Treaty of Khotyn (Chocim), signed in the aftermath of the Battle of Khotyn (1621), ended the Polish-Ottoman War (1620–1621). This peace treaty resulted in no border change but Polish-Lithuanian Commonwealth agreed to stop its interference in Moldavia. Both sides claimed victory, as Commonwealth saw the battle of Khotyn as a successful stopping of Ottoman Empire invasion of its mainland.

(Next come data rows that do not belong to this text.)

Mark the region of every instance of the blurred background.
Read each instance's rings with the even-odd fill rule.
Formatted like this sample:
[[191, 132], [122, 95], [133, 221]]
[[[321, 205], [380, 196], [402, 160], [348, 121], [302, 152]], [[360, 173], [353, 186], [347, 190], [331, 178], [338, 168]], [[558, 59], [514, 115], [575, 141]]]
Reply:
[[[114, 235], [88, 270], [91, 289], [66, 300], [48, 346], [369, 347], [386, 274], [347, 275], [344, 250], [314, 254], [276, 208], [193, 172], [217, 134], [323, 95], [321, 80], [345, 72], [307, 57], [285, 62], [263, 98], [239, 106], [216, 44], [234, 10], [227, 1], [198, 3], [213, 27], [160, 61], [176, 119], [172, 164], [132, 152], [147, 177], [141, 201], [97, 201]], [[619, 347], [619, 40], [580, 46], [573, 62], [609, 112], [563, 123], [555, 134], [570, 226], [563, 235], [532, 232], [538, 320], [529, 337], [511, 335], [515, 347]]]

The Treaty was rather favorable for the Commonwealth, but also Ottoman Emperor gained what he wanted. There were no territorial changes; the Commonwealth-Ottoman border was confirmed to be the Dniester river, and the Commonwealth recognized Ottoman control over Moldavia. In the Commonwealth, and among the Cossacks, stopping of the huge Ottoman army was seen as a great victory.

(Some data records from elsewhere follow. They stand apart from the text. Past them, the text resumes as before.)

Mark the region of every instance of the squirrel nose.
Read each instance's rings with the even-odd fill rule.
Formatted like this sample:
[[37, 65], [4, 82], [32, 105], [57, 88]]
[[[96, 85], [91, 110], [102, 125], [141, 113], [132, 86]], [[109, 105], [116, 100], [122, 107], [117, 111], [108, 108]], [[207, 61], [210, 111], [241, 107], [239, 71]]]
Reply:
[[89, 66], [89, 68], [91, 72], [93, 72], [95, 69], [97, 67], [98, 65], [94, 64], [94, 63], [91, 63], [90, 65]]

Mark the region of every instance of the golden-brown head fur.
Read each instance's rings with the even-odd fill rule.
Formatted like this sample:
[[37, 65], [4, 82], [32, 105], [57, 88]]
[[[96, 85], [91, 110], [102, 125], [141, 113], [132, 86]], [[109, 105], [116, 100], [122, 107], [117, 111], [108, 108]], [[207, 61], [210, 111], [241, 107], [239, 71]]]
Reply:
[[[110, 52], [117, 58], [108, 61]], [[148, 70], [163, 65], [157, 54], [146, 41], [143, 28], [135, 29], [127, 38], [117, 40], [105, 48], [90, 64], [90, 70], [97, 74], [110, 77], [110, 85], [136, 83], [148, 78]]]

The treaty for the most part repeated the earlier agreement - Treaty of Busza (also known as Treaty of Jaruga) (1617), negotiated by Stanisław Żółkiewski and Iskender Pasha. That 1617 treaty stated that Poland would not meddle in the internal affairs of Ottoman vassals in Transylvania, Moldavia and Wallachia, the Commonwealth was to prevent Cossacks from raiding lands in the Ottoman Empire, while ceding Khotyn. In return, the Ottoman Empire promised to stop Tatar raids.

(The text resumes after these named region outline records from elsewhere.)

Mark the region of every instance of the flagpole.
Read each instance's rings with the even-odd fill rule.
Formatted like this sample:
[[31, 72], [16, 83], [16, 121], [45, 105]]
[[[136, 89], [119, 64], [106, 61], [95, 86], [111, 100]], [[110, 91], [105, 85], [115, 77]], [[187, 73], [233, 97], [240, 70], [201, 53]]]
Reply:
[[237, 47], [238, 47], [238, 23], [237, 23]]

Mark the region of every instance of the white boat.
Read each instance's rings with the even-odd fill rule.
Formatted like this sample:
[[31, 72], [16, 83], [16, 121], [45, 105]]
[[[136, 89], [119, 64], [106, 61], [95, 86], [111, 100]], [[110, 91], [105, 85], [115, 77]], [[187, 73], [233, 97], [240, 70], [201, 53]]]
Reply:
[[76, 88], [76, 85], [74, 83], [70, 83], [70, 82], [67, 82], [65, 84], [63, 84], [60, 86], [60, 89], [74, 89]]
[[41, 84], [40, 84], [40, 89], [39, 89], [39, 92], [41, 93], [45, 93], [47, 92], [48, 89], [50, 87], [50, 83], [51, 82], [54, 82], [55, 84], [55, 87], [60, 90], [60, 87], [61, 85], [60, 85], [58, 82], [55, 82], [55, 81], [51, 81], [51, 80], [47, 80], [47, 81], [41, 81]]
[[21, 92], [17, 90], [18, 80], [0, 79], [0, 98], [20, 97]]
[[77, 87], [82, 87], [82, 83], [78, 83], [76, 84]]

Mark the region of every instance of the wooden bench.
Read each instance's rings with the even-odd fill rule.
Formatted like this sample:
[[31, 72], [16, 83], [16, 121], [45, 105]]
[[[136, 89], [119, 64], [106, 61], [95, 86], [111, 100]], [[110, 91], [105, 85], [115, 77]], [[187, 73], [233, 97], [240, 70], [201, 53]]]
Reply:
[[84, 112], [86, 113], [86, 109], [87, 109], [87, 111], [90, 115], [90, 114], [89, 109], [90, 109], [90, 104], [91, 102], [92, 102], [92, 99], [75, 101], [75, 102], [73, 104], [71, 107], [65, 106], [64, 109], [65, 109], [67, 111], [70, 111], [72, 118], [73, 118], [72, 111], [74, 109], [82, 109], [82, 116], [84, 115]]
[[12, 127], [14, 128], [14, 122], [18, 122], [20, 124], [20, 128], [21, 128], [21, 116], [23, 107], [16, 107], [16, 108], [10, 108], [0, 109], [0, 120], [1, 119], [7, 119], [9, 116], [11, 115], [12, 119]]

The Ottomans, on the other hand, even though they gained Commonwealth recognition of their control over Moldavia, were in much worse shape internally. Notably, Chodkiewicz wasn't the only one to die as a result of that battle: sultan Osman himself paid the highest price for the failure of his plans. The Khotyn outcome, and the Ottoman failure to crush the outnumbered Commonwealth army, led Osman to put the blame on the janissaries. Osman wanted to modernize the army, which he blamed for the defeat; his plans for modernization were, however, opposed by the traditional-minded janissaries, culminating in the rebellion of janissaries in 1622, in which Osman II was assassinated.
The Commonwealth-Ottoman border would be fairly quiet until the Ottoman-Commonwealth War (1633-1634).